You were all so wonderfully helpful back when I was first applying, and I was wondering if you could help me with a few lingering questions to which I've only been able to find ambiguous and/or contradictory answers for.
1.) Aside from obviously checking the right box and including a photocopy of my soon-to-expire PDiS, is the renewal application process otherwise the same as the original application?
I was told that a renewal is simply verifying that the conditions of the first PDiS issuance are still valid, which would suggest that only updated documents are required. I'd like to know just how far that explanation goes.
2.) Will applying for the renewal with a different address than the original create any problems?
The original plan was to stay in my current apartment, but some unforeseen circumstances with the building and the landlord mean I'm going to have to move at the end of my current contract, which lines up with the expiration of my current PDiS. I have a new apartment and a new contract that aligns with the time period of the renewal, but I didn't know if simply changing the address at all would add any new headaches.

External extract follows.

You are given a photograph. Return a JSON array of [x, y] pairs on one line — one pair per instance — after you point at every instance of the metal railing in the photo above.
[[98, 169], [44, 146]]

3.) Is registering with the commune/Anagrafe a *requirement* for the renewal?
I'm not asking if I should do it (I will), or anything else along those lines. I'm simply asking if it's a REQUIREMENT for the renewal process.
Many unofficial websites list it as one of the steps, but the implication is that it's an obvious and important thing to get done if you want health care, car registration, etc. I have yet to see anywhere if it's an objective requirement and that a renewal application will be rejected or otherwise not accepted without it.
I'm also just generally curious what your experiences were with your renewals. Straightforward? Sudden curveballs you weren't expecting?
Thank you in advance, folks. I appreciate any help or insights you can offer here.